The largest lake in Central America, home to freshwater sharks

The twin volcanoes of Ometepe Island rising from Lake Nicaragua at sunset
Zach Klein / CC BY 2.0 - via Wikimedia Commons

Lake Nicaragua — Cocibolca to the people who live around it — is the largest lake in Central America and one of the strangest, for it is a freshwater lake patrolled by sharks. Bull sharks swim up the San Juan River from the Caribbean and into its waters, alongside sawfish and tarpon, oceanic creatures thriving improbably in fresh water. From its surface rise the twin volcanoes of Ometepe Island, a near-perfect cone-and-crater pairing that has made the lake one of the iconic landscapes of the Americas.

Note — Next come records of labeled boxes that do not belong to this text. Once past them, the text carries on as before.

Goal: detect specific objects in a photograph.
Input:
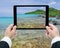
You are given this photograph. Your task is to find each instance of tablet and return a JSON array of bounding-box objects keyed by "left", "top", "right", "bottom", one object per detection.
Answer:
[{"left": 13, "top": 5, "right": 49, "bottom": 29}]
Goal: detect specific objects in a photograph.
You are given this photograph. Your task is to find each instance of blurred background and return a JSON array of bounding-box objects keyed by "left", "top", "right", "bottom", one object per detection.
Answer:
[{"left": 0, "top": 0, "right": 60, "bottom": 48}]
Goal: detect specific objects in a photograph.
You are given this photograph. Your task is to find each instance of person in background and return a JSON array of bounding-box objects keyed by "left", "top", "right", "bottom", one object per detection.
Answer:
[
  {"left": 0, "top": 24, "right": 16, "bottom": 48},
  {"left": 0, "top": 24, "right": 60, "bottom": 48},
  {"left": 46, "top": 24, "right": 60, "bottom": 48}
]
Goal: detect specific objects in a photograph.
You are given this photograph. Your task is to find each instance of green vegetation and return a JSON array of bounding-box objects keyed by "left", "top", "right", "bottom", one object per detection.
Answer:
[
  {"left": 49, "top": 8, "right": 60, "bottom": 17},
  {"left": 26, "top": 8, "right": 60, "bottom": 17}
]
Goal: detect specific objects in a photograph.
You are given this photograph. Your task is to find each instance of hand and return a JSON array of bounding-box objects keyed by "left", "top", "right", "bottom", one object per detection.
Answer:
[
  {"left": 46, "top": 24, "right": 59, "bottom": 39},
  {"left": 5, "top": 24, "right": 16, "bottom": 39}
]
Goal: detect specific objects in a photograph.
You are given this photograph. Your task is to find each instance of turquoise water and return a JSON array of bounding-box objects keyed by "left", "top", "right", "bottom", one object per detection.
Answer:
[
  {"left": 17, "top": 14, "right": 40, "bottom": 18},
  {"left": 0, "top": 17, "right": 13, "bottom": 29}
]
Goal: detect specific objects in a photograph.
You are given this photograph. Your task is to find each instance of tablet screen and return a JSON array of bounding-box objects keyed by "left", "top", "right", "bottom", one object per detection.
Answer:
[{"left": 13, "top": 6, "right": 49, "bottom": 29}]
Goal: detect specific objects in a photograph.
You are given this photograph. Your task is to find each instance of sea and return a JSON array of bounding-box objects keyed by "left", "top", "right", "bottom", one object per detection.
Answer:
[
  {"left": 0, "top": 14, "right": 39, "bottom": 30},
  {"left": 0, "top": 17, "right": 14, "bottom": 30}
]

The lake spreads across about 8,264 square kilometres yet is shallow, with a maximum depth of only around 26 metres, sitting just 32 metres above sea level. It drains east through the San Juan River to the Caribbean Sea, the very corridor the bull sharks use to come and go between ocean and lake. Volcanic in setting, it holds the volcanic islands of Ometepe and Zapatera and the cluster of tiny isletas near Granada, formed when a nearby volcano blew its top and scattered debris across the water.

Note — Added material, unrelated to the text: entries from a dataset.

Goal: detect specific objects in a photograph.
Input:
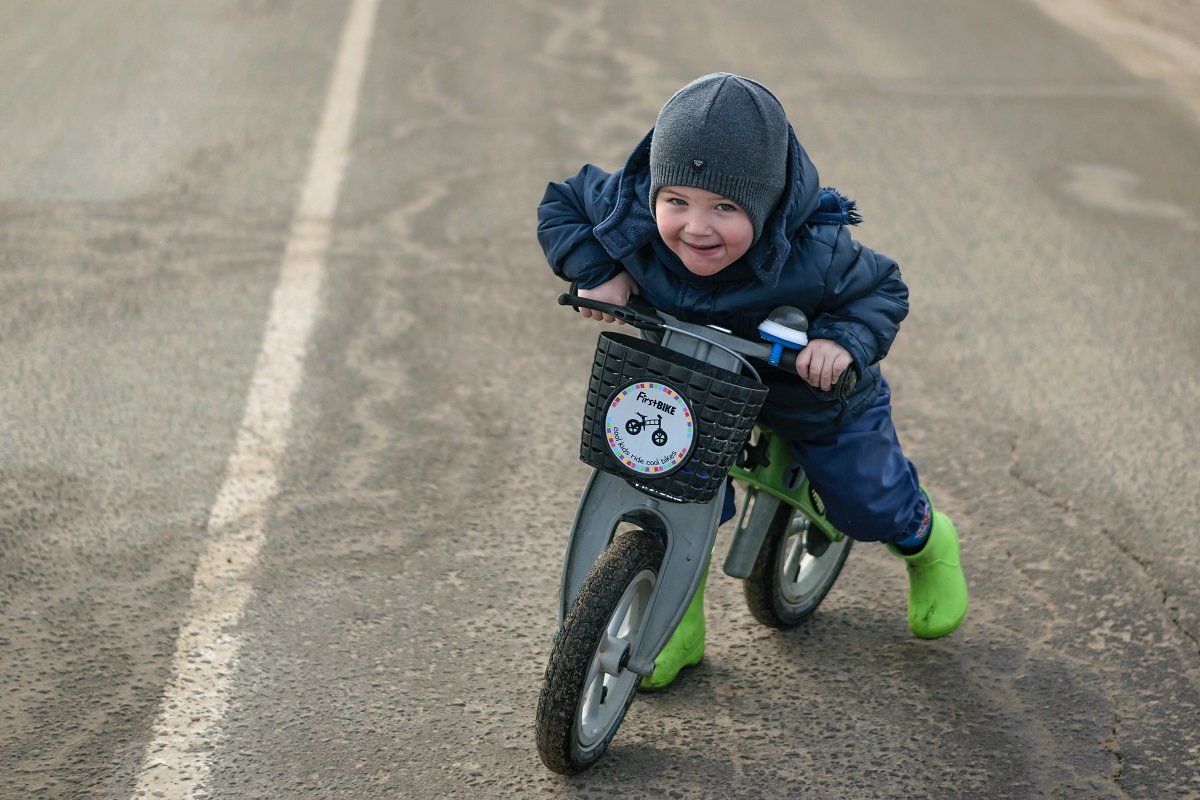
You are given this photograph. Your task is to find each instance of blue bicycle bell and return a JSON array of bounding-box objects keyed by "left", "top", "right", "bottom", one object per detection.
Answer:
[{"left": 758, "top": 306, "right": 809, "bottom": 367}]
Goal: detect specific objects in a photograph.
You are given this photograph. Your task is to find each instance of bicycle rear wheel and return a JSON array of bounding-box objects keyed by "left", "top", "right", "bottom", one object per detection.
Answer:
[
  {"left": 742, "top": 503, "right": 853, "bottom": 628},
  {"left": 536, "top": 530, "right": 665, "bottom": 774}
]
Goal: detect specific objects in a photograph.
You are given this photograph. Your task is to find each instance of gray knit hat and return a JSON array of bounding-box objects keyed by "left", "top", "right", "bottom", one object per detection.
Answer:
[{"left": 650, "top": 72, "right": 788, "bottom": 241}]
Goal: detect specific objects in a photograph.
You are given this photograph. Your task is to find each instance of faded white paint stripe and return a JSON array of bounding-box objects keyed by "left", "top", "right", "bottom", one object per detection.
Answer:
[{"left": 133, "top": 0, "right": 378, "bottom": 800}]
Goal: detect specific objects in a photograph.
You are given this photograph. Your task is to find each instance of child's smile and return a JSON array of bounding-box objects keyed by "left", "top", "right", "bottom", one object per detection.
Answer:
[{"left": 654, "top": 186, "right": 754, "bottom": 276}]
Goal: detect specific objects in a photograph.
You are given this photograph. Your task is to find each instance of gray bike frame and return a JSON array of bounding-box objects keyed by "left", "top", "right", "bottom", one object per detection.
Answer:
[{"left": 558, "top": 312, "right": 779, "bottom": 676}]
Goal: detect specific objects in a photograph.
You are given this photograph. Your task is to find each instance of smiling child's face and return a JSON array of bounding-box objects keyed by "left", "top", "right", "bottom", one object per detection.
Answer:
[{"left": 654, "top": 186, "right": 754, "bottom": 277}]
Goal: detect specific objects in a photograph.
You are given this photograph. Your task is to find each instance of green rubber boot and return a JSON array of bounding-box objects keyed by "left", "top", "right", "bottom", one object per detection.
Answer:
[
  {"left": 642, "top": 567, "right": 708, "bottom": 692},
  {"left": 888, "top": 503, "right": 967, "bottom": 639}
]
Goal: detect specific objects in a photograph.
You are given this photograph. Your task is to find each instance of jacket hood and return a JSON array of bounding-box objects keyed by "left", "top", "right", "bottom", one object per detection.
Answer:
[{"left": 594, "top": 125, "right": 859, "bottom": 288}]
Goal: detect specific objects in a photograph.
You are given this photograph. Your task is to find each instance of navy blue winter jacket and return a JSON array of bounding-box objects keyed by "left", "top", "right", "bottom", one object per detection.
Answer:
[{"left": 538, "top": 131, "right": 908, "bottom": 439}]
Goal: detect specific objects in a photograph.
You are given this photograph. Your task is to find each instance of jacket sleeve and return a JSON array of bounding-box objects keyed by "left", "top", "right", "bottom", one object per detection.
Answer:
[
  {"left": 809, "top": 227, "right": 908, "bottom": 371},
  {"left": 538, "top": 164, "right": 622, "bottom": 289}
]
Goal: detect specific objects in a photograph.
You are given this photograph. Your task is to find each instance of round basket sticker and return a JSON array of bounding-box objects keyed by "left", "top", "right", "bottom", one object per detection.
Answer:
[{"left": 604, "top": 380, "right": 696, "bottom": 476}]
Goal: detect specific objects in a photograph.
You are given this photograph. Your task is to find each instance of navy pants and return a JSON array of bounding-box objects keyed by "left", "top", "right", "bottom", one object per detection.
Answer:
[{"left": 726, "top": 380, "right": 929, "bottom": 542}]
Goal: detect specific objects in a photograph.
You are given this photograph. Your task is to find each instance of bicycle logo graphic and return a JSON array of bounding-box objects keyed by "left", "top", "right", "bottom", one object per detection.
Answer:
[
  {"left": 625, "top": 414, "right": 667, "bottom": 447},
  {"left": 605, "top": 380, "right": 695, "bottom": 475}
]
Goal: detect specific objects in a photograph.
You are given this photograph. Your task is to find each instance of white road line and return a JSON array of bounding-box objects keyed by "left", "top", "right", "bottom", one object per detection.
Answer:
[{"left": 133, "top": 0, "right": 379, "bottom": 800}]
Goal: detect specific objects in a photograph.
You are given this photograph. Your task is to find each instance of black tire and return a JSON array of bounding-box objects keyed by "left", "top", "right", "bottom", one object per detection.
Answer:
[
  {"left": 536, "top": 530, "right": 665, "bottom": 775},
  {"left": 742, "top": 503, "right": 854, "bottom": 628}
]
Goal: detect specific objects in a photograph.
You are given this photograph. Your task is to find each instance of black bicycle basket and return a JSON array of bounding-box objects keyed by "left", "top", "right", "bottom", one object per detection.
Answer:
[{"left": 580, "top": 331, "right": 767, "bottom": 503}]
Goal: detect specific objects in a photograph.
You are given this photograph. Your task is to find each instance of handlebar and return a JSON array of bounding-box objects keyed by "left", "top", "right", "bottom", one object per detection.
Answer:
[{"left": 558, "top": 293, "right": 858, "bottom": 399}]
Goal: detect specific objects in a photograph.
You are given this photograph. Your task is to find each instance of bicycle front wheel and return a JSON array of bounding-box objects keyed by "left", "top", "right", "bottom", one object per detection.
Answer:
[
  {"left": 536, "top": 530, "right": 665, "bottom": 774},
  {"left": 742, "top": 503, "right": 853, "bottom": 628}
]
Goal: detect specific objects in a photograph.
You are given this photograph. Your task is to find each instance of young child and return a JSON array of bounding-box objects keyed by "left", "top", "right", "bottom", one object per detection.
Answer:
[{"left": 538, "top": 73, "right": 967, "bottom": 688}]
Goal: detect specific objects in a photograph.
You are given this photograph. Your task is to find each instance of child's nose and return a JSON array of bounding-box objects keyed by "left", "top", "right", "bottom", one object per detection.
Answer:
[{"left": 685, "top": 213, "right": 712, "bottom": 234}]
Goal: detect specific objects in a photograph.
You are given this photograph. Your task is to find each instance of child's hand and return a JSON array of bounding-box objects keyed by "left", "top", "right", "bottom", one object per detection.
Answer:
[
  {"left": 580, "top": 270, "right": 638, "bottom": 325},
  {"left": 796, "top": 339, "right": 853, "bottom": 391}
]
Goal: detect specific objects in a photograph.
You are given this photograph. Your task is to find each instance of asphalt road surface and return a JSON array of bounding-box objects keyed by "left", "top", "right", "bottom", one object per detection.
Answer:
[{"left": 0, "top": 0, "right": 1200, "bottom": 800}]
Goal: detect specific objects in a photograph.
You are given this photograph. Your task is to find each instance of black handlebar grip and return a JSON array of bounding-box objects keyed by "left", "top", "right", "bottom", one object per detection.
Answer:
[{"left": 779, "top": 350, "right": 858, "bottom": 399}]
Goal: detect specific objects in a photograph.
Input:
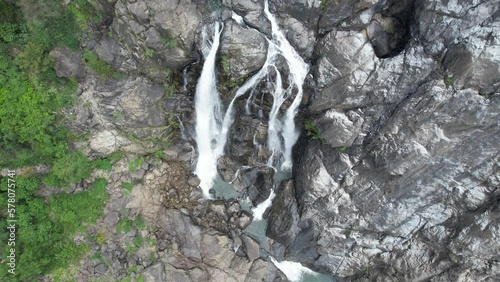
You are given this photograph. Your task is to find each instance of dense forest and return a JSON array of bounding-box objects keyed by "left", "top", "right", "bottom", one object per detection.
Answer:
[{"left": 0, "top": 0, "right": 111, "bottom": 281}]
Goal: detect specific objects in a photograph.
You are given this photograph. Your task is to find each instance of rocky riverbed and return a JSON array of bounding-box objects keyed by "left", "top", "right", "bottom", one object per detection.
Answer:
[{"left": 51, "top": 0, "right": 500, "bottom": 282}]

That low elevation and Caribbean outlet made the lake a tantalising route for a trans-isthmus canal, debated for centuries and revived in modern proposals that have alarmed conservationists worried about the lake's ecology and its role as a vast freshwater reserve. The Spanish founded Granada on its shore in 1524, one of the oldest colonial cities in the Americas. Today the lake sustains fishing communities, draws travellers to Ometepe, and supplies fresh water to a country that calls it, fondly, the Sweet Sea.